PyTorch 1.3 breaks OverSamplingCallback

Yeah it currently only works with integer labels. If you have any suggestions for other types of labels please let me know. Thanks for providing these tests!

When changing the sampler, you directly change the sampler with WeightedRandomSampler, but not the batch_sampler? Is there a reason for that? I remember it only working if I used the batch_sampler at least with PyTorch 1.2. Is there a way to change the batch_sampler with the dl.new command?

If passing batch_sampler then PyTorch would complain as fastai was appending whatever args are passed to the saved args. So it got both a batch_sampler and a batch_size. So I’d have to get rid of any batch options to pass a batch_sampler (passing None would likely work).
Things were different before when directly modifying the internal sampler parameters as then you’d end up with both a sampler and a batch_sampler which would likely cause an error. This method of just specifying a new sampler and letting the batch_sampler get created is what the Distributed stuff does.

As long as it works the same way with the correct distribution then it’s fine.
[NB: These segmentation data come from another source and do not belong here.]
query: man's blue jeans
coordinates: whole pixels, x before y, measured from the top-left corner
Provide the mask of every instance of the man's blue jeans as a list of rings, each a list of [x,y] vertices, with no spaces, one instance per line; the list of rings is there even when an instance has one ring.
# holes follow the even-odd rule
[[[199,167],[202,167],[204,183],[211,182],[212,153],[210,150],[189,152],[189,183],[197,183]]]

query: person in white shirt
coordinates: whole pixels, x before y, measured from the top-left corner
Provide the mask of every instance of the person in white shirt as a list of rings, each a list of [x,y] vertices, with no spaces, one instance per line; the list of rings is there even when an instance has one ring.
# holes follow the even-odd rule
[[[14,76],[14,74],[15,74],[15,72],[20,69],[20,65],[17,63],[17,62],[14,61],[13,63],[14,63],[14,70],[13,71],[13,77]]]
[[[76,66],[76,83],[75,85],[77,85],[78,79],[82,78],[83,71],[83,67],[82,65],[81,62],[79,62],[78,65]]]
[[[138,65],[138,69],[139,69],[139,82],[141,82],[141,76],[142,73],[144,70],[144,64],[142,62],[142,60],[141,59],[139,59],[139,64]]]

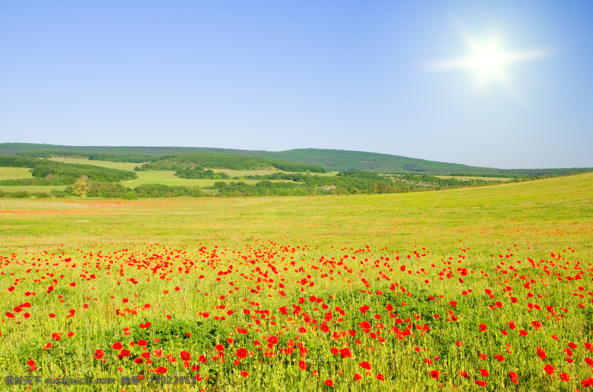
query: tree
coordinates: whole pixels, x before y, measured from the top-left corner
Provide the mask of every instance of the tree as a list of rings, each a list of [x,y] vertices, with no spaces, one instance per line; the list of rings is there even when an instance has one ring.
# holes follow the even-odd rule
[[[87,192],[88,191],[88,177],[85,175],[81,175],[78,177],[74,184],[74,192],[77,195],[80,195],[84,198]]]

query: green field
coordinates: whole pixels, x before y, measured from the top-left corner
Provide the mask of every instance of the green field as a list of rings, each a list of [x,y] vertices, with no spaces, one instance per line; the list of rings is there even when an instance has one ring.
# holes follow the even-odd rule
[[[439,162],[410,158],[398,155],[380,154],[363,151],[324,149],[296,149],[286,151],[262,151],[232,149],[193,147],[124,147],[80,146],[40,144],[35,143],[0,143],[0,154],[14,155],[25,151],[50,150],[80,153],[115,153],[162,155],[190,152],[219,153],[247,155],[255,158],[279,159],[323,166],[330,171],[362,170],[375,173],[407,173],[413,174],[464,175],[498,174],[504,176],[563,175],[578,172],[591,172],[593,168],[565,169],[496,169],[471,166],[459,163]]]
[[[366,392],[573,391],[591,376],[593,174],[393,195],[4,203],[2,377]],[[144,390],[194,390],[155,380]]]
[[[0,179],[32,178],[31,172],[26,168],[0,168]]]
[[[86,165],[95,165],[104,168],[111,169],[120,169],[122,170],[133,170],[137,166],[141,166],[142,164],[130,163],[129,162],[111,162],[104,160],[90,160],[89,159],[82,159],[78,158],[52,158],[52,160],[57,160],[66,163],[84,163]],[[208,169],[208,168],[206,168]],[[215,172],[224,172],[231,177],[241,177],[248,175],[265,175],[266,174],[273,174],[274,173],[288,173],[282,170],[219,170],[214,169]],[[175,172],[173,171],[146,171],[136,172],[138,175],[138,178],[131,181],[122,181],[122,185],[129,188],[134,188],[138,185],[145,184],[162,184],[169,186],[185,185],[186,187],[212,187],[217,181],[215,179],[189,179],[186,178],[179,178],[175,176]],[[337,172],[329,173],[315,173],[317,175],[336,175]],[[225,180],[228,181],[229,180]],[[232,180],[230,180],[232,181]],[[244,180],[246,184],[256,184],[260,180]],[[273,182],[281,182],[285,180],[273,180]],[[286,180],[288,181],[288,180]],[[0,187],[0,188],[2,187]]]

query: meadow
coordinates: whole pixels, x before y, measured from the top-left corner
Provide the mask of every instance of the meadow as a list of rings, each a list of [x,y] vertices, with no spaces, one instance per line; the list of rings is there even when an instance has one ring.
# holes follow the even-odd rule
[[[0,376],[116,380],[69,390],[587,390],[592,230],[592,174],[6,201]]]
You can check that it’s oversampling correctly using a snippet like this:

labels = []
for img,target in data.train_dl:
    labels.append(target)
labels = torch.cat(labels)
plt.hist(labels)
1 Like

That’s nice.

In terms of enhancements:
I think if you take the items and counts from np.unique then you could map self.labels to indexes into the unique counts and it should work for arbitrary items. You might then want to check you weren’t getting something silly like a list of filenames (or RLE masks as I once tried without thinking). It would be pretty slow with lots of unique values (you might also want to sort the labels/counts first to be able to use np.searchsorted).
Another possible option would be allowing a function from item to a label ID. For instance if doing multi-class segmentation you could provide the class of mask.That would also allow using arbitrary columns in the inner_df. Again possibly a little slow on big datasets but this only happens in on_train_begin so should generally be fine.`

That also reminds me I tried to use it once with weights, in a mutti-label segmentation task, and it had issues because it was still doing some of the calculations on labels which were masks. It probably should skip some of those calculations if provided weights.
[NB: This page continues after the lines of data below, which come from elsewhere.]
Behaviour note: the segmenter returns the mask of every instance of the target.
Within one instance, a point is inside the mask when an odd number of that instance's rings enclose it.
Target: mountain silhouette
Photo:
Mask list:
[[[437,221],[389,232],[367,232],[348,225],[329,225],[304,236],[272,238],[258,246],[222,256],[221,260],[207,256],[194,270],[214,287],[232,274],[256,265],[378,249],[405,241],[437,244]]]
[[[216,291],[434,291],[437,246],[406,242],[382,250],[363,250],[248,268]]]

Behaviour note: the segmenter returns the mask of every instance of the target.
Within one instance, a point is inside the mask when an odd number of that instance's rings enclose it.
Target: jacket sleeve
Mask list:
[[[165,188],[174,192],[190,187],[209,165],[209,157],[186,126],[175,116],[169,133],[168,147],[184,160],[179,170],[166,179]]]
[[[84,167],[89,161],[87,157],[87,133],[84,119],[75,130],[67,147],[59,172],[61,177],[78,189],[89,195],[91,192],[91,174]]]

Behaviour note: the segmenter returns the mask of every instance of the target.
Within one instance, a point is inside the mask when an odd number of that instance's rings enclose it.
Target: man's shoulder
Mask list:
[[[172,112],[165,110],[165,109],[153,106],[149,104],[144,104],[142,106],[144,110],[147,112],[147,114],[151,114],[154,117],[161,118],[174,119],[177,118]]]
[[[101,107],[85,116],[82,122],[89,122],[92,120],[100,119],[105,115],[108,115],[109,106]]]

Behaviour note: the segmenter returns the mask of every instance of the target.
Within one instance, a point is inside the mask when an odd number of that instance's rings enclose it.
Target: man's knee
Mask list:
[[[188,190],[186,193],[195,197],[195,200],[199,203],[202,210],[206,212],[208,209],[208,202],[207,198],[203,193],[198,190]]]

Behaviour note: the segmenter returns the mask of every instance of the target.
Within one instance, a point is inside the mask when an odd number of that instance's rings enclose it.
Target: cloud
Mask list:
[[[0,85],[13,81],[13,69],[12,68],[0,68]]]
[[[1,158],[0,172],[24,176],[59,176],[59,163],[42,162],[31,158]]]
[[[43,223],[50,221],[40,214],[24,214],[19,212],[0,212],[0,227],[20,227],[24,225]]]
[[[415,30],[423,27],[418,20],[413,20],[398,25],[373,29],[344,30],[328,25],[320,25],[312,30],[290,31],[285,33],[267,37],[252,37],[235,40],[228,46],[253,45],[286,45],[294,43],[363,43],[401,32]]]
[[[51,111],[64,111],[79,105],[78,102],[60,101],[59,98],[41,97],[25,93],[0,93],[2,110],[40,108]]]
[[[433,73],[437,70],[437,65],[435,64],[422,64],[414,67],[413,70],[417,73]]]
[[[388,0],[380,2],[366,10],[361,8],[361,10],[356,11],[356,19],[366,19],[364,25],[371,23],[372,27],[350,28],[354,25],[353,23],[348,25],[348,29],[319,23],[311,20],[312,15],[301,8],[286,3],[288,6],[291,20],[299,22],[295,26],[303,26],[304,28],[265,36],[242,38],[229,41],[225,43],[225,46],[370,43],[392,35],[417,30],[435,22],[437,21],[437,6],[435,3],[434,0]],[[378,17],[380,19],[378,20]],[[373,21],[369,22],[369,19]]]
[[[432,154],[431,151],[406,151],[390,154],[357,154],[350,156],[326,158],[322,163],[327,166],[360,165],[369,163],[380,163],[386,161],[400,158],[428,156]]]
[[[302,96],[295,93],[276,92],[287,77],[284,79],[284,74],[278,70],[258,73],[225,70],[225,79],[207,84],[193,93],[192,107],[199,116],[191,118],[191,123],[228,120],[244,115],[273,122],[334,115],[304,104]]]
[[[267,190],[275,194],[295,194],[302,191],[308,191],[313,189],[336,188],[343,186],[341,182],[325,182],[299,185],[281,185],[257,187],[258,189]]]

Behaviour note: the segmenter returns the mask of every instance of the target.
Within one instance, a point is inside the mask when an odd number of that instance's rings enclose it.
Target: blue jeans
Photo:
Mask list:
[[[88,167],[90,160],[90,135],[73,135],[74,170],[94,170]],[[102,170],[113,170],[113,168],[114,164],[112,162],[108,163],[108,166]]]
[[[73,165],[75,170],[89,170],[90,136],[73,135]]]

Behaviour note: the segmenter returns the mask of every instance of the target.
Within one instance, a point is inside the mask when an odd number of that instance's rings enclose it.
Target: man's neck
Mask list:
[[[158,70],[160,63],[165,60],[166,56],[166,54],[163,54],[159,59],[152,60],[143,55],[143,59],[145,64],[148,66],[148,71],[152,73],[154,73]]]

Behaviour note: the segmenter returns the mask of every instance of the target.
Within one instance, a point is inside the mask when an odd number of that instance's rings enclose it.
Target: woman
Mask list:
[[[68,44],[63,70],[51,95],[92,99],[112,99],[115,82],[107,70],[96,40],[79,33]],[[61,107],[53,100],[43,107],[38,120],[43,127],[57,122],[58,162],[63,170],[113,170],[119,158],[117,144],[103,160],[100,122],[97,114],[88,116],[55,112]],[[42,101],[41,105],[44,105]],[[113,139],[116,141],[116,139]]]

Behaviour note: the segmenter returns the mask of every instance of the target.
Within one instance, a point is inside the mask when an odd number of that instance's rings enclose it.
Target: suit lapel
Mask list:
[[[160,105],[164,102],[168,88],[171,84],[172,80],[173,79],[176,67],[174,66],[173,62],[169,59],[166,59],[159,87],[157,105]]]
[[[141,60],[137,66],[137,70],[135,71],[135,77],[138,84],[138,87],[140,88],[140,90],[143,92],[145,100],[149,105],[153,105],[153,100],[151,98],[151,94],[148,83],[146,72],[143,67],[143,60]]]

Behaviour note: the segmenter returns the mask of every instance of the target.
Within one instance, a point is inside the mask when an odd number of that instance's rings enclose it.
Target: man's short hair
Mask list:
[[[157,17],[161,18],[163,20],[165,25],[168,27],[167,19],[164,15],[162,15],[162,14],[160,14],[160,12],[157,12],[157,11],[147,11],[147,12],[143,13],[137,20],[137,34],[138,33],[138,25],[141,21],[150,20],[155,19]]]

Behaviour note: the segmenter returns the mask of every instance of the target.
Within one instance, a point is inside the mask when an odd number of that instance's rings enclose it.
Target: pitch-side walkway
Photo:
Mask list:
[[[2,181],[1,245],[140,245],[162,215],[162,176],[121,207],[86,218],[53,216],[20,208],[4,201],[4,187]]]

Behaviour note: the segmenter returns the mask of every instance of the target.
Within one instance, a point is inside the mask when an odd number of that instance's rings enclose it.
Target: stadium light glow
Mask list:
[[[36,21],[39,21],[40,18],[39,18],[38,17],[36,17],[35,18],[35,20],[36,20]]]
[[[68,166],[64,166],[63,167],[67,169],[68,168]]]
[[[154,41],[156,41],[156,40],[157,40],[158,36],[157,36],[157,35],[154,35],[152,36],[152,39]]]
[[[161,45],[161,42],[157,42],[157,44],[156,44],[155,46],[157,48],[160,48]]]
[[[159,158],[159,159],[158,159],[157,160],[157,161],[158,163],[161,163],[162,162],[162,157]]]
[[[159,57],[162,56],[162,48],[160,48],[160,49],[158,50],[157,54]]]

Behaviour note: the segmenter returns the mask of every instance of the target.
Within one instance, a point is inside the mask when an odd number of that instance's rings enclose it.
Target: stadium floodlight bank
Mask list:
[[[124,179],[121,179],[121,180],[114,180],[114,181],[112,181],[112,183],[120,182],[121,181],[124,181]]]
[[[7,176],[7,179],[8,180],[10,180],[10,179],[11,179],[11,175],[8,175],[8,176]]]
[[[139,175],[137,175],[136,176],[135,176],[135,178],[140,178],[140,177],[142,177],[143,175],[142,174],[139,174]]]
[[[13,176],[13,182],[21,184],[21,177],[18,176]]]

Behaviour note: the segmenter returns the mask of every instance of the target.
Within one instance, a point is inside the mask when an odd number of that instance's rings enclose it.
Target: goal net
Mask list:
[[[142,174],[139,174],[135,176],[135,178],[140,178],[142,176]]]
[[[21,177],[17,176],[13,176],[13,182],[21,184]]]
Another enhancement would be allowing the caller to specify the total_len_oversample, then you can use it for under-sampling as well (for when over-sampling results in overly long epochs or over-representation of a class). I use code for this which I think is basically the same as yours except that I set the epoch length to less than the original size.

1 Like

Thanks for your suggestions. I do plan to allow for undersampling in the future too, and convert it from OverSamplingCallback to just SamplingCallback. However, I think it might be best to leave some of these changes till fastai v2. I anyway plan to prioritize TPU callback (thanks for all your help so far) and a couple Kaggle competitions for the next couple months.

1 Like

Yeah, obviously some limitations with backward compatibility so a rewrite for v2 may be best for some. Also not major things.
Better support for passing in weights is probably the biggest as you likely quickly get into cases where it’d be better just calculating the weights yourself and there aren’t necessarily sensible defaults E.g. how long should an epoch be when undersampling? I just have a config param fixing it to a value that gives me regular enough validations (which depends on model size). So just taking care of the fastai side and a couple of samples for doing your own weights might be just as good.

Isn’t passing of weights already supported? Are there problems with it?
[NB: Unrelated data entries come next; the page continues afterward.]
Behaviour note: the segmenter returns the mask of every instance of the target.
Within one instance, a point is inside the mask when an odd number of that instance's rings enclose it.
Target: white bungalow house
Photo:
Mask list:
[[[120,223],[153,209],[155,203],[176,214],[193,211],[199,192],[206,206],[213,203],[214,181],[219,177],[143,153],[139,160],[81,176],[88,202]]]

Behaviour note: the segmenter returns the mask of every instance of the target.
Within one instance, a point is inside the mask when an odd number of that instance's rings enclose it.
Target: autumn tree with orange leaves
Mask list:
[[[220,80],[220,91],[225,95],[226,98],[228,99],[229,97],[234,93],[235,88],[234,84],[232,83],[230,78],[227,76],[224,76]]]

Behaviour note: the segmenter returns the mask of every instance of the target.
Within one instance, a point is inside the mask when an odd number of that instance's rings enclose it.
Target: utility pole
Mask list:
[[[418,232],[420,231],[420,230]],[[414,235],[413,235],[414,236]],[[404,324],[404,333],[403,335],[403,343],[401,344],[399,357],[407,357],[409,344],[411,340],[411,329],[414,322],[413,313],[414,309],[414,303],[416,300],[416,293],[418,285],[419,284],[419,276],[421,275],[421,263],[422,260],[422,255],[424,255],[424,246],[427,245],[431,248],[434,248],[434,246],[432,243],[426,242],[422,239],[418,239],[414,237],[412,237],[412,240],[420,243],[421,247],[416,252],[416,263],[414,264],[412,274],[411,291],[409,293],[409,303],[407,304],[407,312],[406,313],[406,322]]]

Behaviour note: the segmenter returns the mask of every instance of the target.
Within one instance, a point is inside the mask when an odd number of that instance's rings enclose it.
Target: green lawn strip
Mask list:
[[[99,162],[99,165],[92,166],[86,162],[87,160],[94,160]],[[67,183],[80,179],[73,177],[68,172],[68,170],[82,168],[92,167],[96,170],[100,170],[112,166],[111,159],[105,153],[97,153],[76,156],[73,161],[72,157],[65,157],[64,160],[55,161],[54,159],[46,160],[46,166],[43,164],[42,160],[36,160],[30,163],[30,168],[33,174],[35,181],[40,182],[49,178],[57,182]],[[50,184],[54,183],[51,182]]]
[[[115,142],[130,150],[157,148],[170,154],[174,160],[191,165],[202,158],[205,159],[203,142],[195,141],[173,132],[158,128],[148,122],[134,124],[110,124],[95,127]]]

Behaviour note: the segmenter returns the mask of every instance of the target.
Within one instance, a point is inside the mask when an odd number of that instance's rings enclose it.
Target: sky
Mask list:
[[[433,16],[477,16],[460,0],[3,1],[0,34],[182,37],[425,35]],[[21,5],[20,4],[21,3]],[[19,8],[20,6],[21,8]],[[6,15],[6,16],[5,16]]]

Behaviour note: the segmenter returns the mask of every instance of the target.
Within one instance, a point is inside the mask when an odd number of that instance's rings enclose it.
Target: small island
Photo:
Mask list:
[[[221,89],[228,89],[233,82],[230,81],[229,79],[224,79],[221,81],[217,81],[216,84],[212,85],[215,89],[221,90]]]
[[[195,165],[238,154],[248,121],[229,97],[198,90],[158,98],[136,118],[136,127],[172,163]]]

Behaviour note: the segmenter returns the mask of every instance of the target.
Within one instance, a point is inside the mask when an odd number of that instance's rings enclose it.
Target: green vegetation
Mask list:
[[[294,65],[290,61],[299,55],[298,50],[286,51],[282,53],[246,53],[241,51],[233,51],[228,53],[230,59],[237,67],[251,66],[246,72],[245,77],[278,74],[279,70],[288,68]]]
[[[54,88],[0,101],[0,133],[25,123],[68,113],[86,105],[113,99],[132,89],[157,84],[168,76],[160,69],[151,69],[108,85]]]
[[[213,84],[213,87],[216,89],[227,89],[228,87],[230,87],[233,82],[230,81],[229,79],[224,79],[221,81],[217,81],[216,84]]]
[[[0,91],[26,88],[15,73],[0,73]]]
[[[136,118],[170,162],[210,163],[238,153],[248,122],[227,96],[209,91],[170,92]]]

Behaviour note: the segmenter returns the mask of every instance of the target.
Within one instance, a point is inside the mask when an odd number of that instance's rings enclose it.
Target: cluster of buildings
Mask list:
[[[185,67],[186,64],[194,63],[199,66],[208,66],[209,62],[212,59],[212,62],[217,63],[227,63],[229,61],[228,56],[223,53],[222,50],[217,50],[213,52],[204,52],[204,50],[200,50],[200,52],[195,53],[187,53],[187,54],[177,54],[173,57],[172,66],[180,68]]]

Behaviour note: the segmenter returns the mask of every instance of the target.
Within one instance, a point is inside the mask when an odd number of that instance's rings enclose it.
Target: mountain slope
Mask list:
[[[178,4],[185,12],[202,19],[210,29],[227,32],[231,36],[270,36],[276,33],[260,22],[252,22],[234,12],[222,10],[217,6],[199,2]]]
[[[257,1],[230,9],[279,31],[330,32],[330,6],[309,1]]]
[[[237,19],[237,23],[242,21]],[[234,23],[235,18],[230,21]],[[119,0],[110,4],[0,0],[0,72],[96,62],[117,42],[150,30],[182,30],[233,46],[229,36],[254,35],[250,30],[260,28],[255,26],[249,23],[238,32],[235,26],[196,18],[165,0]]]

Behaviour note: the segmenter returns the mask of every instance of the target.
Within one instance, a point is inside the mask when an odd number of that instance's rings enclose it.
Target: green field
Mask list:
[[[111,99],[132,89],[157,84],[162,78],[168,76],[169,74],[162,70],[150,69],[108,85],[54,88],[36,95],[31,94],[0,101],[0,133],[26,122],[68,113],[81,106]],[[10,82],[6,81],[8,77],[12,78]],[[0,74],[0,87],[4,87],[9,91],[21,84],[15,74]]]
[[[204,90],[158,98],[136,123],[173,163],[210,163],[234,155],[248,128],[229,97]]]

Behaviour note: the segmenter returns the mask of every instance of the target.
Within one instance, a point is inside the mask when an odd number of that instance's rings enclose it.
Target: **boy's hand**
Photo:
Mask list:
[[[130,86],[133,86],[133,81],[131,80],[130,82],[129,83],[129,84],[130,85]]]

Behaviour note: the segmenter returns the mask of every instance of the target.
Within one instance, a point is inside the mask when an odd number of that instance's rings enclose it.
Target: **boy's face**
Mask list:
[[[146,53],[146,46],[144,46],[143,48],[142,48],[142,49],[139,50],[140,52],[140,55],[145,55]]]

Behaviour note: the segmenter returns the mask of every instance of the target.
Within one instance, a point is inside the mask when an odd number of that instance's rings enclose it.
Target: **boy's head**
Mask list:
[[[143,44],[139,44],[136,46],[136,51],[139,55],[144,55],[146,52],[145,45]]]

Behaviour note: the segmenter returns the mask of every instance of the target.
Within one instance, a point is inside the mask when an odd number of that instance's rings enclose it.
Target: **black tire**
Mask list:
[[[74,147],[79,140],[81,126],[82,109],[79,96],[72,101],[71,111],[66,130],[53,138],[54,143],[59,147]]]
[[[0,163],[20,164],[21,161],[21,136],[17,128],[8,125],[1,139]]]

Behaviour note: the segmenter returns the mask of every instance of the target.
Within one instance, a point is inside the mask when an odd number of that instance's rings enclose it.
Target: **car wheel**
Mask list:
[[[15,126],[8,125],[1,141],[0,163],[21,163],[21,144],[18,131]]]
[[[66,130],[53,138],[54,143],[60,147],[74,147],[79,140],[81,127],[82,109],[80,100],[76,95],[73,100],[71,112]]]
Yeah, when you pass in weights it still does (and did, no change) self.label_counts = np.unique(ds.y.items) and still sets the epoch length to int(self.data.c*np.max(self.label_counts)). So you get silly things if say every label is unique (e.g. mask filename or RLE)…

So it’s a problem mainly for segmentation problems? I will look into it but I have not worked much with segmentation problems. I will see if I can come up with a quick fix. If not, I will probably have to fix it for fastai v2.

Well, anything where you want to weight based on label group, not the actual label, but yeah segmentation would be the common one. The main thing is just not doing any label calculations if weights are provided (which likely means the user also needs to pass the epoch length). Actually calculating the weights depends on the problem.

Alternatively you could allow the user to provide one-hot encoded group membership. My code is:

# One-hot encoded group on axis 1 (i.e. 0/1 column for each group, so n_items x n_groups
groups = np.stack(ds.inner_df.Group == g for g in groups], axis=1) 
# Group counts on axis 0
group_weights = 1/groups.sum(axis=0)
# Broadcast and multiply so each row has the weight of group(s) its a member of then sum for n_items weights
weights = tensor(groups * group_weights).sum(dim=1) 
ws = WeightedRandomSampler(weights, epoch_len, replacement=True) # where user specifies epoch_len

So if user provided groups and epoch_len the rest is general. I can look to add it in when I have some time for such things.

1 Like

Thanks! I’ll look into it. I will ask some more questions regarding the kinds of problems where such a solution is needed.

Might just be multi-class segmentation. Though not that neccessary if you avoid extra weight calculations where you hit the current limitation where I force labels to be integers. If you had:

if self.weights is None:
    self.weights = ... # Current calc
if self.epoch_len is None: # epoch_len being a new parameter to set what is now total_len_oversample
   self.epoch_len = ... # current total_len_oversample calc
sampler = ...

Then it should allow any label type, avoid unnecessary recalculations if weights are provided (and errors when they don’t work) and allow undersampling.
Then I could have just done the above calcs and provided weights/epoch length.

1 Like

This is something to look into. I guess the only left might be to have some default weights for oversampling and undersampling, which might be easily done in a small function?

Here is the code for weighted_databunch:

Hi, is it fixed now? I’m still facing this issue when creating a learner with OverSamplingCallback and calling lr_find.

It’s fixed in master, but no release yet. Not sure if there’s something holding it back, but hopefully a new 1.3 compatible version will be pushed soon given this and the more general GridSampler warning…
@sgugger anything holding it up that people can help with?

1 Like

Hi @TomB, for now can I make it work by pulling fastai master?

Yeah, pulling master. Or you could also pip install --upgrade git+https://github.com/fastai/fastai (or if you use conda probably safer to pip install --no-deps --upgrade ... as mixing pip and conda packages can cause issues). Or given the limited scope of the fix you could just replace the altered file with the new version.

Though fastai seems to do a generally good job of keeping master usable (especially now when most dev effort in in v2) so should be fine to use that. I switch between release and master environments quite a bit without issue.

EDIT: Sorry put some bad URLs in there, the current should be right.

2 Likes

Thank you @TomB, I will definitely check it out.

1 Like

We’ll make a new release soon-ish, just wanted to catch every bug that appeared with PyTorch 1.3.

1 Like